That’s my job. That’s what I do. Everything I do is because of you, to keep you safe with me. Dad loved us even if it was hard for him to express that love in words. It wasn’t until later in my life that I could actually say, “I love you” to him. Even then, there wasn’t always a direct return. But those times when it was said and when it was spoken back to me were special beyond words. Dad loved his family more than we will ever know.
If I had to describe dad in a single word, it would be proud. He wouldn’t necessarily show pride in his own achievements--it was a pride that showed in how he spoke about his family and his friends. It was rare for my brother and me to directly hear praise from dad but later we’d learn from others how Dad never stopped bragging on our accomplishments. From us being embarrassed by listening to Dad recite Mikeal’s and my achievements to near strangers to those he’d harangue with stories and pictures of his granddaughters, dad was proud of his family. In return, I’d hear story after story of his hunting and fishing adventures with friends and neighbors.
I could spend hours describing dad’s vast and varied interests, but that would only be slightly shorter than one of his legendary phone calls. I always remember looking at my phone, seeing his number and wondering, hoping, I had enough time to listen to whatever was going on in his world. It never seemed to fail that there wasn’t enough time to talk about everything that was on his mind. And that’s just the way it was. Maybe it was for the best that we kept running out of time. I always knew we could start again and that there would always be something to talk about.
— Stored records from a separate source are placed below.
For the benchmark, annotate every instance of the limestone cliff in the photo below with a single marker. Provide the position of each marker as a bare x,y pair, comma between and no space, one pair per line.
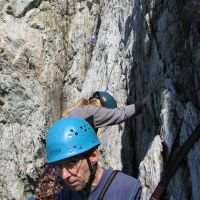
47,62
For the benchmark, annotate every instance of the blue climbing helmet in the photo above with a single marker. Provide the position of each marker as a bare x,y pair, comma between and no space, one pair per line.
105,98
69,137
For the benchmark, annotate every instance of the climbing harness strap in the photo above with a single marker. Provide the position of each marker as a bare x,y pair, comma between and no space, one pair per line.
107,184
173,164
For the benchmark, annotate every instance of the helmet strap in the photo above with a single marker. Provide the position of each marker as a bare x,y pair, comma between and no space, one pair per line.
88,185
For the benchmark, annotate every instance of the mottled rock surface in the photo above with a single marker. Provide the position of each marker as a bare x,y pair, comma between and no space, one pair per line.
47,62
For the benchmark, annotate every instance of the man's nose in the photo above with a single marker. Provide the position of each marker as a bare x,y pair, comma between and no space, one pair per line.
65,174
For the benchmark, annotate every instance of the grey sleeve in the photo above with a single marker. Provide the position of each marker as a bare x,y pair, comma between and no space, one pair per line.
100,117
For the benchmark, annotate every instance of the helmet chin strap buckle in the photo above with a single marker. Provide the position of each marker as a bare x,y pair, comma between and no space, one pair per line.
93,169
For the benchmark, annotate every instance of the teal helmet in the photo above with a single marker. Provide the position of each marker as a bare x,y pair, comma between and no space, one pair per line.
69,137
105,98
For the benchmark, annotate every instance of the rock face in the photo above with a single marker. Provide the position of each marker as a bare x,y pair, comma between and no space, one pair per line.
47,62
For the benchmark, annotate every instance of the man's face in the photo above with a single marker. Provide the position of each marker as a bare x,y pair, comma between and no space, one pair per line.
75,172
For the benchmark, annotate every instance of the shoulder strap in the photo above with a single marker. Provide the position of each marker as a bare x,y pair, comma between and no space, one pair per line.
107,184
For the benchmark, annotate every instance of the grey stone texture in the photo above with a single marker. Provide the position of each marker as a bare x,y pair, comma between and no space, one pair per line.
47,63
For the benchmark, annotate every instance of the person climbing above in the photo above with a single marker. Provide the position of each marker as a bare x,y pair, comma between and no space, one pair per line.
93,42
101,110
72,150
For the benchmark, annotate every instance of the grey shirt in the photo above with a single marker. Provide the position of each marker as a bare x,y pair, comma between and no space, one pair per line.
100,116
123,187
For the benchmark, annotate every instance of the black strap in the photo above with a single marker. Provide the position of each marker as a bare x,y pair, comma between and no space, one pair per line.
107,184
174,163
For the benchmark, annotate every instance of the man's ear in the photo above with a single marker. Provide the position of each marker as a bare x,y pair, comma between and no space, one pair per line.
94,156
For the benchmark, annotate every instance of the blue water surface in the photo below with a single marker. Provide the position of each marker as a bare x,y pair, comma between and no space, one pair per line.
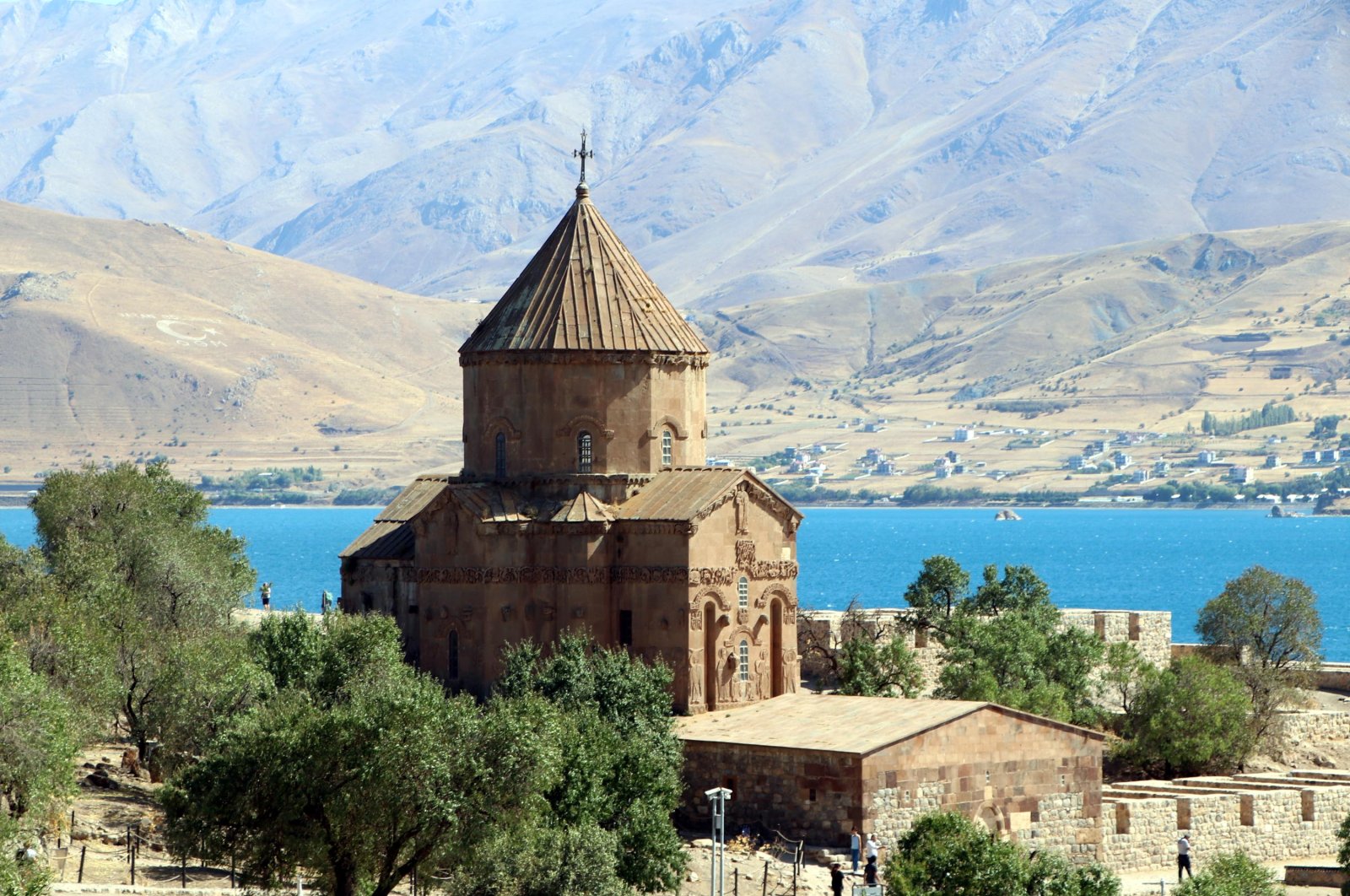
1100,559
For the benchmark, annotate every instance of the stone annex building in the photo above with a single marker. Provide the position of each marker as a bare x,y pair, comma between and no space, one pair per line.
585,499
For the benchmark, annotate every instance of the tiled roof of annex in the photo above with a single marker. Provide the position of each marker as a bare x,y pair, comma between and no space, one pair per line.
836,724
584,290
681,493
388,537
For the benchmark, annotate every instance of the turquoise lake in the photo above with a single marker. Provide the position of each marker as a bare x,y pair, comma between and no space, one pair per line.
1100,559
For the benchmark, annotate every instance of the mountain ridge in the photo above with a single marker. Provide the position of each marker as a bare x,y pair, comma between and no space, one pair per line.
746,150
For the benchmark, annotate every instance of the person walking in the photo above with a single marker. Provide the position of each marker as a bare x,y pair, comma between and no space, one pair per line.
1185,856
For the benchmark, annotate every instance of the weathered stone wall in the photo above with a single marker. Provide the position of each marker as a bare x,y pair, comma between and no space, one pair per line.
1320,727
821,632
810,795
1269,825
1036,781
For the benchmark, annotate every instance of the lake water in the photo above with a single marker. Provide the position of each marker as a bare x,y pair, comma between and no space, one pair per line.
1100,559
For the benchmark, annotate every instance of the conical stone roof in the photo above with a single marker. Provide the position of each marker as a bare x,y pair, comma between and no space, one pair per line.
584,290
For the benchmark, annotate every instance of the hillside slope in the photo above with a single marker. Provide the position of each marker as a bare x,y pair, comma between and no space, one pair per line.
746,148
122,339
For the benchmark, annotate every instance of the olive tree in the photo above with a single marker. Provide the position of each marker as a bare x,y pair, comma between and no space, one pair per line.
1272,625
1192,718
1005,643
364,776
948,853
1232,875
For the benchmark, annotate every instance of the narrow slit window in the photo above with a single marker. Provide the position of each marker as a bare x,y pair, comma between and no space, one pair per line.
584,452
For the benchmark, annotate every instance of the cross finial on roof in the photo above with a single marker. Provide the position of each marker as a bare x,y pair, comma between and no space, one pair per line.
584,154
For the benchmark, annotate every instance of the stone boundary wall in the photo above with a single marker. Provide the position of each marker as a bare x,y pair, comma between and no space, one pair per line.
1140,830
1314,726
821,632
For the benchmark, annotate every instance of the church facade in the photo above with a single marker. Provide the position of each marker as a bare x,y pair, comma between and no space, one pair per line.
585,501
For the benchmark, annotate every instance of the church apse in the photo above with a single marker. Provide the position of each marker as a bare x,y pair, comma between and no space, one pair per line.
584,501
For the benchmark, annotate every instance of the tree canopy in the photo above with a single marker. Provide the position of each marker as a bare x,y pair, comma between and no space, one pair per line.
1192,718
872,659
132,553
621,772
361,771
1232,875
1272,623
948,853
I’m not sure I’ll ever fully grasp how dad seemed so simple, but could know so many things. No matter the questions I had, I could always go to him. He paid attention, learned, researched, and apparently, never forgot a damn thing. Dad had a quest for knowledge that we should all learn from. Sharing that acquired knowledge and passing it on was important to dad. He never came right out and said it, but his actions spoke volumes. He didn’t stop his teachings with Mikeal and I, he continued on after we had left to lead our own lives. He’d dole out liberal doses of his knowledge to his farm hands and close friends that spent any amount of time with him.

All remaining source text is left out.